02. March 2016 · Categories: Apple, Politics

The iPhone currently cannot be protected against backdoors that Apple is forced to make, and in general it is impossible to defend against that. There is only one intermediate step that Apple can still take to make breaking into an iPhone more difficult: ensure that the user must approve any update before it is applied. Combine this with the ability to check a cryptographic hash of the update, and you now make it incredibly difficult to target individual iPhones for accepting backdoors: you no longer can surreptitiously push backdoors, they would go to all phones, greatly increasing the risk of discovery and collateral damage.

Apple will need to change the processor to make it happen. The current architecture has no place to store the users consent securely: only the UID key is secret, and any data stored is on externally accessible flash memory. So an attacker could save the flash content, use the backdoor OS to generate the approval key, and then place back the backup user data: on the next boot, the backdoor has access to the memory. So we need the ability to store this consent safely within the processor itself, which means adding a small amount of embedded flash. Embedded flash is relatively easy to read when you are willing to destroy the processor, so it should be encrypted with the UID to make this task more difficult. Since the guide is not clear about it, any RAM used by the secure enclave needs to be either encrypted or on-chip to prevent side channel attacks. There are now chips that have real time RAM encryption baked in, this would be very helpful for the enclave as well.

It is important to keep in mind that there is nothing that can protect us from an insider attack. We can only work hard to ensure that security cannot be reduced after the phone has left the factory1. This is why Apple needs to fight so hard to keep the trust of its users: a government mandated backdoor would completely and permanently destroy the trust into that software. It would be the end for closed sourced operating systems and also applications, the risk that they are used to backstab us would be just too great. This is also the best reason why those backdoors will not be granted in the end: the risk from terrorism is simply not that great that it would justify losing billions of annual tax revenues alone, especially since strong encryption is now widely and publicly available. And I believe several countries with strong constitutions would be more than happy to lay the welcome mat for Apple, should the US decide otherwise.
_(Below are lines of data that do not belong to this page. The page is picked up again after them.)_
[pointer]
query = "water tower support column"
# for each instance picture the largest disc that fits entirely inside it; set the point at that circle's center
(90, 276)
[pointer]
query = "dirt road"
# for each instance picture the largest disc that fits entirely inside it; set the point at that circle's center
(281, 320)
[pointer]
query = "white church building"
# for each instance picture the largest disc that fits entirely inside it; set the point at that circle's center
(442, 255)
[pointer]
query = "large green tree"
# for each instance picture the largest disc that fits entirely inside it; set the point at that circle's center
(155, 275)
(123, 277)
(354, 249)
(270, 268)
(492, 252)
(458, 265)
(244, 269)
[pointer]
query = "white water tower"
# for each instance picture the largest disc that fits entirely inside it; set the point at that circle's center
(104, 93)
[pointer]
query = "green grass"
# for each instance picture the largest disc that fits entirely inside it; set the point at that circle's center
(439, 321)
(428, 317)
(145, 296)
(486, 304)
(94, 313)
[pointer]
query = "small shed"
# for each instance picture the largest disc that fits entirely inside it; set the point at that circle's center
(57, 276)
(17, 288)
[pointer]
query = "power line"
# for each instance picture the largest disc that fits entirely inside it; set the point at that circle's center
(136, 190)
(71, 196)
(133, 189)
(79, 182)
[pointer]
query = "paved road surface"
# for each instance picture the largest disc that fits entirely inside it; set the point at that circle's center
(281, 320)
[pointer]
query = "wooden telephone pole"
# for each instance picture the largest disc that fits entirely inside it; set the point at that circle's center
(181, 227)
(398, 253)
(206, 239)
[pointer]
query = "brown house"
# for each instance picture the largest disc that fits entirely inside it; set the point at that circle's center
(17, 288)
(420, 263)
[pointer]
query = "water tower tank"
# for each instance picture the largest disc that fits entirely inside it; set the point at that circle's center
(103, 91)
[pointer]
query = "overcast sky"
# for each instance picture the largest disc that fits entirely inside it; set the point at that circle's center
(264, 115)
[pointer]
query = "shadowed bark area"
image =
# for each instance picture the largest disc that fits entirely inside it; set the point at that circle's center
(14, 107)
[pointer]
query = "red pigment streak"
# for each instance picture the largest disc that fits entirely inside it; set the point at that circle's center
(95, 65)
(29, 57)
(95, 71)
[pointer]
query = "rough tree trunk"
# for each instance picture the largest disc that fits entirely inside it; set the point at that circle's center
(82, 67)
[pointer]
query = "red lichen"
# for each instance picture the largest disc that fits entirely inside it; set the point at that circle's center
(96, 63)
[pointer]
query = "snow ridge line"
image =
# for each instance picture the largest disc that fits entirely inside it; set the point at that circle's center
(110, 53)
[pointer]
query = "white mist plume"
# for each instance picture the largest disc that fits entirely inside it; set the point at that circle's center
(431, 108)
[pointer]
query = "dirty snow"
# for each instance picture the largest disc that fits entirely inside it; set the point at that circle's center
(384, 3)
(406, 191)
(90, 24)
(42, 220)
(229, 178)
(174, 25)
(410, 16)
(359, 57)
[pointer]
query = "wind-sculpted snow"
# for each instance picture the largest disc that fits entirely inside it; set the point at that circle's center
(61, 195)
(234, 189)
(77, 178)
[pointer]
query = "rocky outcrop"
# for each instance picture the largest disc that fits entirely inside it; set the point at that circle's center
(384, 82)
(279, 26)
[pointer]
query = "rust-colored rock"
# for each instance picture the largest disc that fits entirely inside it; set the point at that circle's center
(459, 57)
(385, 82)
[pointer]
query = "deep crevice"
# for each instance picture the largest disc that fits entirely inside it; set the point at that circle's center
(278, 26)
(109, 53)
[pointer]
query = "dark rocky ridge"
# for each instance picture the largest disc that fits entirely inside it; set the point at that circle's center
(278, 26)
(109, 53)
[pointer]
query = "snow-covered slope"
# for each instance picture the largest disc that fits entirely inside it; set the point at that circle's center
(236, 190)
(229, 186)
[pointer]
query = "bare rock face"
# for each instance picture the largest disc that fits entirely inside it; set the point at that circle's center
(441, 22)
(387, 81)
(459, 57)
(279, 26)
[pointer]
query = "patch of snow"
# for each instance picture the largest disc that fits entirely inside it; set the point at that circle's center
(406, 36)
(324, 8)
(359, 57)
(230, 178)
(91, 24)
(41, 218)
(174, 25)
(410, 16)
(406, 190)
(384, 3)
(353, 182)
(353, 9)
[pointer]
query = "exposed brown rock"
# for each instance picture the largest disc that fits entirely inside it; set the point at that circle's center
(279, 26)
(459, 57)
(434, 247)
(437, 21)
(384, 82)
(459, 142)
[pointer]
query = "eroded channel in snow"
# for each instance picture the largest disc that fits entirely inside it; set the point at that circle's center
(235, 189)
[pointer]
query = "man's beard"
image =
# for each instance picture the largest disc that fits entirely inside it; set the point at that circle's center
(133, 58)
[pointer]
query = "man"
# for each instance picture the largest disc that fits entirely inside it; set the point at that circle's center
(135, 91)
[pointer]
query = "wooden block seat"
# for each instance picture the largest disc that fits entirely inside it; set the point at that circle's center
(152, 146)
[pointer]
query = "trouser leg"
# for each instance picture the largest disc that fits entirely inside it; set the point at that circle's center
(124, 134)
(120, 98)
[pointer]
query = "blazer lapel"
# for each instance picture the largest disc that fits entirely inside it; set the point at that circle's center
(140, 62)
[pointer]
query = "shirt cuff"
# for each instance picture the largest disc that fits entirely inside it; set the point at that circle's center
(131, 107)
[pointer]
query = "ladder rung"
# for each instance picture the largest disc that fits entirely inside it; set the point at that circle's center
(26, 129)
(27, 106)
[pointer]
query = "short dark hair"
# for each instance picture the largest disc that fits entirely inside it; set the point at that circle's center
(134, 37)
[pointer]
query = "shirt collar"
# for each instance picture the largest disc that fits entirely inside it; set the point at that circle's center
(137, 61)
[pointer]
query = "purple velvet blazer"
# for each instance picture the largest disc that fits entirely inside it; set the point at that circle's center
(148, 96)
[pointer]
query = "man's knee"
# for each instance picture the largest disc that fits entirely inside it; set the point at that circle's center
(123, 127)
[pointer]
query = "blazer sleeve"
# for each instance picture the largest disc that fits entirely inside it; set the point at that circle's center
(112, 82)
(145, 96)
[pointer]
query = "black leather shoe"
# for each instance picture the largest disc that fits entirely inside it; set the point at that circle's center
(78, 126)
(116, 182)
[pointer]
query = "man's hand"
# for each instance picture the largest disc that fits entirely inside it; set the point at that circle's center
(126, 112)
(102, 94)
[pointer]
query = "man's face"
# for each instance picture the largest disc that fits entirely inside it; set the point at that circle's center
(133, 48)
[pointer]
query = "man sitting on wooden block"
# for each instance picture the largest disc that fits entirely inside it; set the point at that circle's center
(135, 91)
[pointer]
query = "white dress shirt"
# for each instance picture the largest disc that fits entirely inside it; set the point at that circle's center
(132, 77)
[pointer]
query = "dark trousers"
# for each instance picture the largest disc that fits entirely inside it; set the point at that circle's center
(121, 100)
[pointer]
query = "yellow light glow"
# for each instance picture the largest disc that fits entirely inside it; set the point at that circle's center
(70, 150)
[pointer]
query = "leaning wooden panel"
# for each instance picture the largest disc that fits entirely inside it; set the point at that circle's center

The following discussion assumes that you have read the iOS Security Guide. The goal of the changes is that when we load iOS, it will only be able to access user data when the update was previously authorized by the user. For this, we will add extra flash storage to the processor, which has a dedicated interface with exactly two functions: create new key and load key into AES unit. Unfortunately this will be relatively expensive: an entire flash unit with error correction ability and random number generation implemented in dedicated hardware to prevent any software backdoors, but now transistor counts are so high that this perfectly doable. This key will take over the role of the file system key (FSK), and it will also be used to encrypt the class keys. Now the boot loader is changed that it will check the OS not only for a valid Apple signature, but also for a SHA512 hash encrypted with the FSK. Should the hash not match, the boot loader will destroy the FSK and create a new one, effectively erasing all user data. Depending on the available space in the boot loader, we can add two additional steps to make accidentally losing your data less likely: It can ask for confirmation with a specific key combination, and it can allow the user to still provide his passcode via USB as a special recovery mode. Ideally the boot code would allow you to enter the passcode, but this is probably way too much code to be practical.

Should the iOS image become corrupted, we would use iTunes to restore the image, and also use it to ask for the device passcode to sign the image. This adds a new vulnerability in that the computer running iTunes could be hacked, but given that it would only be used when recovering a broken image, it would be a rare occurrence. We could work around this if we would create a known good passcode recovery image, whose hash would be fixed in the bootloader, allowing passcode entry directly on the device. With the hash, its content would be fixed, preempting later attempts at introducing a backdoor.

Addendum: In order to prevent replay attacks, where you use the current OS and replace the flash memory after every try, the replay counter also needs to be on chip, and only accessible to the secure enclave. We can avoid having extra security measures, because before any untrusted code would be able to run, the bootloader will already have destroyed the FSK. The replay counter is updated before every attempt and after every successful login. With a hundred logins per day, the life expectancy of the counter will have to be a few million writes, which is very doable with Flash using partial word writes.


  1. There are two places especially vulnerable to sabotage: the masks for the processor could be subtly altered to weaken the keys or create a backchannel. Or the UID could be recorded during production. The UID though will likely be generated internally by the random number generator, preventing any recording.